For the second straight year (on the same exact day), the franchise decided to trade a player who was young, talented, acknowledged as a cornerstone building block of the future and was the recipient of a long-term contract extension that was seemingly to keep the player in Philadelphia for years to come.
Just as with Jeff Carter and Mike Richards before him, van Riemsdyk was rumored to be on the trading block only to have the claim be denied by the team’s general manager Paul Holmgren and then ultimately traded on June 23.
While extracurricular reasonings have acted as excuses for why the Flyers would move Carter and Richards, van Riemsdyk was shipped out of town for on-ice performance, which has been characterized as a betrayal of sorts.
This has caused some to question whether this move will hurt the Flyers perception with prospective free agents and star players in future negotiations.
Respected Yahoo! Hockey site Puck Daddy even raised this question early on Monday morning and summed up the popular concern quite succinctly:
But the trade came less than a week after Holmgren reportedly told van Riemsdyk's agent "not to worry" about a pending trade, and that can't look especially good to players. Let's not forget, Claude Giroux's contract is up in 2014, and Holmgren will likely be eager to extend him before that point, and shouldn't all this give Giroux more than a bit of pause?
The Flyers GM has proven willing to trade his captain, promising youngsters, former 40-goal scorers, regardless of prior commitments, all in pursuit of the success we're constantly promised the Flyers are capable of achieving without being shown much in the way of evidence that they are. If you're Claude Giroux, why do you even entertain the idea of signing a long-term deal with that team unless the first words out of Holmgren's mouth are "no-movement clause?"

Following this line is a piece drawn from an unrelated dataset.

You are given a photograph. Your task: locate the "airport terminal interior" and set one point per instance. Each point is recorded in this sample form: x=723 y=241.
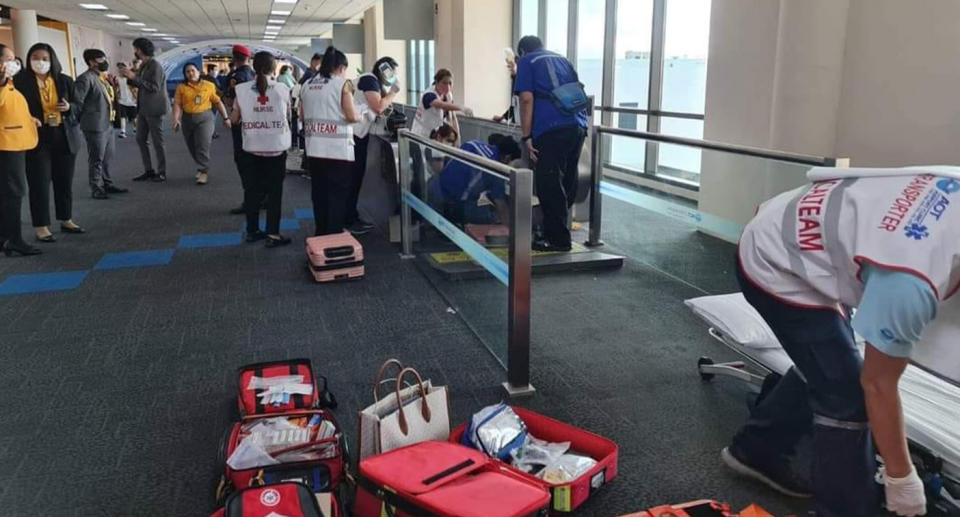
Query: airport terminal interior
x=139 y=356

The above passage is more or less the argument that has been made over the last few days in the fall out of the trade.
Will players want to play in Philadelphia after this ‘betrayal?’
In reaching out to a current player for his opinion on the situation, he believes that this move, as well as the two trades before it, should have little effect on future signings.
“I think most players understand it is a business first and there is no such thing as getting too comfortable,” the player said, opting for anonymity.
“Our job is based on performance and no matter what, fan favorite or long term contract, GM's are going to do whatever gives their teams the best opportunity to win. Philly or any other city I think that's just how is goes.”
Van Riemsdyk shared this sentiment when he had a chance to address the media via conference call on Saturday.
“Anything can always happen in this business,” he said. “You have to be prepared for anything. There’s never really that big of a surprise, I mean, you kinda hear the rumors going around and it makes you wonder a little bit. It’s not like I was completely blind-sided here.”
In the same breath, van Riemsdyk expressed that he had no hard feelings about the move.
"Homer is a great man,” he said in reference to the Flyers GM. “I have a lot of respect for him and what he does. I think the world of him. I don't have anything bad to say about him or anything like that."
As if that wasn't enough JvR's agent expressed the same feeling towards Holmgren.
Contrary to the tone of some articles about the trade @JVReemer21 and I did not feel misled by Mr. Holmgren. He has treated James well.
— Alec Schall (@aschall21) June 24, 2012
Even though its a cliché, its what all of the guys involved are saying; its just business.
It would be one thing if it came out that Holmgren treated the players terribly and conducted his busniess practices unprofessionally or in an underhanded manner.
However, thats not what is being said; its understood that this is how things work.
Will this be the way all players think? Maybe not.
But from what people who play the game for a living are saying, it seems like these moves will have little consequence in terms of conducting future negotiations with current players or future free agents.